The Vatican said the new members will serve for a five-year period. The Holy Father created the new council on Feb. 24 through his motu proprio, ‘Fidelis dispensator et prudens.’
The appointed members are:
- Cardinal Reinhard Marx, archbishop of Munich and Freising, Germany (coordinator);
- Cardinal Juan Luis Cipriani Thorne, archbishop of Lima, Peru;
- Cardinal Daniel N. DiNardo, archbishop of Galveston-Houston, U.S.A.;
- Cardinal Wilfrid Fox Napier, archbishop of Durban, South Africa;
- Cardinal Jean-Pierre Ricard, archbishop of Bordeaux, France;
- Cardinal Norberto Rivera Carrera, archbishop of Mexico;
- Cardinal John Tong Hon, bishop of Hong Kong, China;
- Cardinal Agostino Vallini, vicar general of His Holiness for the diocese of Rome;
- Joseph F. X. Zahra, Malta (deputy coordinator);
- Jean-Baptiste de Franssu, France;
- John Kyle, Canada;
- Enrique Llano Cueto, Spain;
- Jochen Messemer, Germany;
- Francesco Vermiglio, Italy;
- George Yeo, Singapore.”
In a separate statement, the Vatican stressed that Cardinals Cipriani Thorne, Napier, Rivera Carrera, Tong Hon, and Vallini, along with Cardinal Pell, new Prefect of the Secretariat for the Economy, were previously all members of the Council for the Study of Organizational and Economic Problems of the Holy See (Council of 15), which has ceased to exist.

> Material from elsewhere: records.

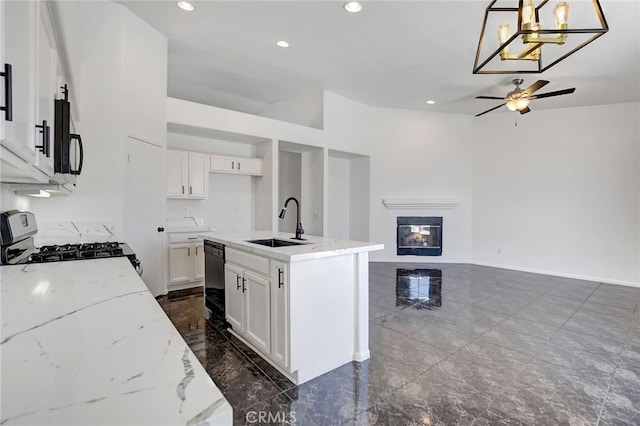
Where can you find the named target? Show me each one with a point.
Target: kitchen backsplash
(74, 232)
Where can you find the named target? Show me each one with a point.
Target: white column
(361, 344)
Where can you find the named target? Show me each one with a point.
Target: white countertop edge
(69, 361)
(312, 248)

It also pointed out that Cardinal Marx and Cardinal Pell are both members of the Council of Cardinals for the reform of the Apostolic Constitution Pastor bonus, and for assisting the Holy Father in the governance of the universal Church – the so-called C8, or Council of 8.
The Vatican further stressed that the council is to be understood as a body with its own decision-making authority, not merely an advisory organ of the Secretariat for the Economy.
It also drew attention to the fact that members appointed to the council are from various geographical areas, reflecting, as requested by the 'Fidelis dispensator et prudens' the universality of the Church.
The laypersons, selected on the basis of their professional experience and capacity, will become voting members of a dicastery, one of the governing organs of the Roman Curia. The lay members will work on an entirely voluntary and pro bono basis, and shall receive compensation only for travel and lodgings in Rome, the Vatican added.
“The constitution of the Council for the Economy is a key step towards the consolidation of the current management structures of the Holy See, with the aim of improving coordination and oversight of economic and administrative matters,” the Vatican said.
“The institutions of the Holy See related to these matters will depend on the council. The latter will adopt practical measures used by other public organisations and shall aim at greater transparency and appropriate management.”
The Vatican announced that the council will begin work immediately, and its first meeting is scheduled for May.